The habaki is brass, the seppa are copper, the tsuba is painted black steel, I'm not sure what the fuchi-kashira material are (brass?), and cotton ito. The fuchi-kashira, tsuba, and habaki are a bit scuffed up and the black paint is scratched off in a few places on my tsuba. The cotton ito feels really nice in my hands and are very tight.
The polish, despite what is described, is very nice and I can see the iris of my eyes in the blade. The kissaki is the only place where the polish is a touch rough, but not as rough as my Ådachi technique.
I was pleasantly surprised to see my blade has no warps or bends whatsoever, contrary to what Cheness describes. The deep sori (curvature) of the blade is an absolute feature of beauty. I plan to show all my friends that I can slide my hand under the sori of this blade because that's why anyone thinks a katana is cool... right?
The bo-hi is uneven in a few places, but not noticable until you're cleaning/oiling the sword.

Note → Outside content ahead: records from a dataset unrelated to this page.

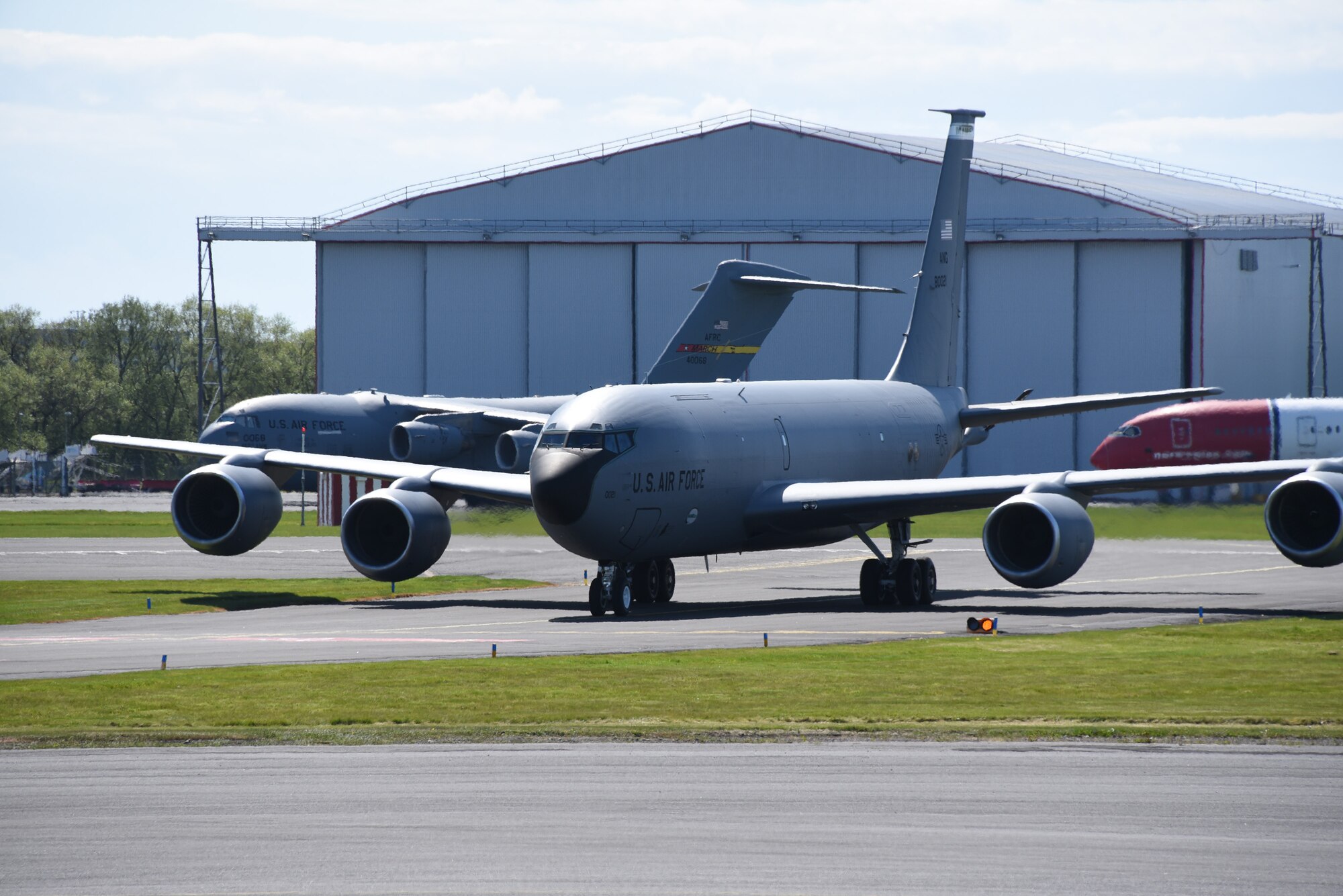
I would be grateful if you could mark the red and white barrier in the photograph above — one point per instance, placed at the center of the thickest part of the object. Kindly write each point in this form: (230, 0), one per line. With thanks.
(336, 493)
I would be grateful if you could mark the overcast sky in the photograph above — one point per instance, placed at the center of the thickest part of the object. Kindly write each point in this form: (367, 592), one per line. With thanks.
(122, 122)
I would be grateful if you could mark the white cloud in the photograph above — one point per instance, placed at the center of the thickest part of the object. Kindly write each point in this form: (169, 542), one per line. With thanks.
(1157, 134)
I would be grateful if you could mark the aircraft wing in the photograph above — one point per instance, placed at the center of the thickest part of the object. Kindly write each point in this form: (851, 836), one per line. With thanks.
(530, 409)
(484, 483)
(992, 415)
(819, 505)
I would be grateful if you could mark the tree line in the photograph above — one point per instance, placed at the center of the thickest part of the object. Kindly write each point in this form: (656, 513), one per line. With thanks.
(131, 368)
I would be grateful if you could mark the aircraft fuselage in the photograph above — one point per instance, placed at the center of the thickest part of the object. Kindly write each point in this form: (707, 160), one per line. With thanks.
(628, 474)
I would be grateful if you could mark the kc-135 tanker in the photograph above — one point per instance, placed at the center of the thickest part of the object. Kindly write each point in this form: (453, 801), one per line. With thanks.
(739, 307)
(637, 475)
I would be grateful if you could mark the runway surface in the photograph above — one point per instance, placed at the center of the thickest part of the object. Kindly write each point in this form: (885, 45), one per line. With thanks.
(797, 597)
(649, 819)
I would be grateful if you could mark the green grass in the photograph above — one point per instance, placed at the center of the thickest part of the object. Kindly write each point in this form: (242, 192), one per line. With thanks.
(64, 601)
(1277, 679)
(1242, 522)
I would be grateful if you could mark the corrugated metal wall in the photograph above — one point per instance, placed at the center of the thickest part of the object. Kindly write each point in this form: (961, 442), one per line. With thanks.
(581, 317)
(1334, 310)
(1020, 318)
(371, 318)
(1130, 307)
(1255, 322)
(476, 301)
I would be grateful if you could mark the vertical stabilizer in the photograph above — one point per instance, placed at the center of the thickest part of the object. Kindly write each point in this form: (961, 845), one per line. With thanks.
(725, 330)
(929, 354)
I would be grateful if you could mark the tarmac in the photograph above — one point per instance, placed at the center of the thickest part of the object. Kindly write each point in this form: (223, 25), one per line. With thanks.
(806, 596)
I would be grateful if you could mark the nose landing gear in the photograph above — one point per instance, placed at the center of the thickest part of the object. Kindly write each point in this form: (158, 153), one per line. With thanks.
(617, 587)
(899, 580)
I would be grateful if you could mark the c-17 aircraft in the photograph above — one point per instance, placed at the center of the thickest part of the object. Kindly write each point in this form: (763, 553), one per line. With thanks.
(635, 477)
(739, 307)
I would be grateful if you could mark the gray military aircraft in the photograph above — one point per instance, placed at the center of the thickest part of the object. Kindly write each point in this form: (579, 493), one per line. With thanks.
(721, 336)
(633, 477)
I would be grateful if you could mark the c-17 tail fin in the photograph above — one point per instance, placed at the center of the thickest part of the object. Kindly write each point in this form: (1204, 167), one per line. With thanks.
(725, 330)
(929, 354)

The blade is an absolute tank! I'm not worried at all about breakage or damaging the blade. Unless you're taking it to a junkyard to cut the doors clean off a car, you could probably chop down your Christmas tree with it and still cut slices of the holiday ham with it.
The balance of my O-katana is 8.5" above the tsuba making it very forward balanced and (by the way, I'm only 5'6"!) a bit unwieldy, but a beast of a cutter. If I have my way, I plan to replace the fuchi-kashira with iron and a solid iron tsuba to help pull the balance a touch closer to the handle.
This is by far the sharpest sword I've received without additional sharpening. Learn from my mistake and be careful!
Overall this is a very practical sword and came to my door for about $350. Much like my first impressions, the fittings are a touch underwhelming, but the blade is worth every penny.
Featured negative reviews:
I purchased this sword because my iaido master said I should get a longer sword for my size. I'm 6'3" and the musashi sword 2lb 5 oz that I was practicing with seemed short 28"? . The hanwei elite xl light 2lb 8oz, that I have was doing the job, (tachi kaze, wider and sharper blade, length, etc.) but it's a wide sword and re-entry needed to be adjusted a little. After playing with my 2 other practitioners' Tenchi, and reading the review of this sword's description, I thought this was just a longer and louder version. I was excited up until I unsheath the sword.
It came in a nice decorative box (cracked) but nonetheless nice box. The sword looks awesome from exterior point of view. (Got the brown). It felt heavy but I thought I can handle the weight. I drew the sword and it was definitely front heavy and long. I was barely able to draw with full arm extension. But I still thought as long as I practice more, I may get used to it. The issue came when I was trying to slice, seeing. I could barely make out tachi kaze. At first I thought it was me not used to the sword. I swung and swung, but barely audible tachi kaze. I was worried so I took it to my practice and let my master try and let another practioner try. Neither one of them could make the noise. And did that it is way too front heavy. This sword was made to be a hacker as in nearly swinging like a bat. The site stated that it's 2lb 7oz and 3lb 9oz with saya. I think it's 3lb 9 oz like the cheness website states. Most sites quote the weight of the sword. This was in no way lighter than my hanwei, which was already about an oz or two heavier than the tenchi.
I've since contacted SBG on day one and they in prices of exchanging it for another that would fit my needs for my class.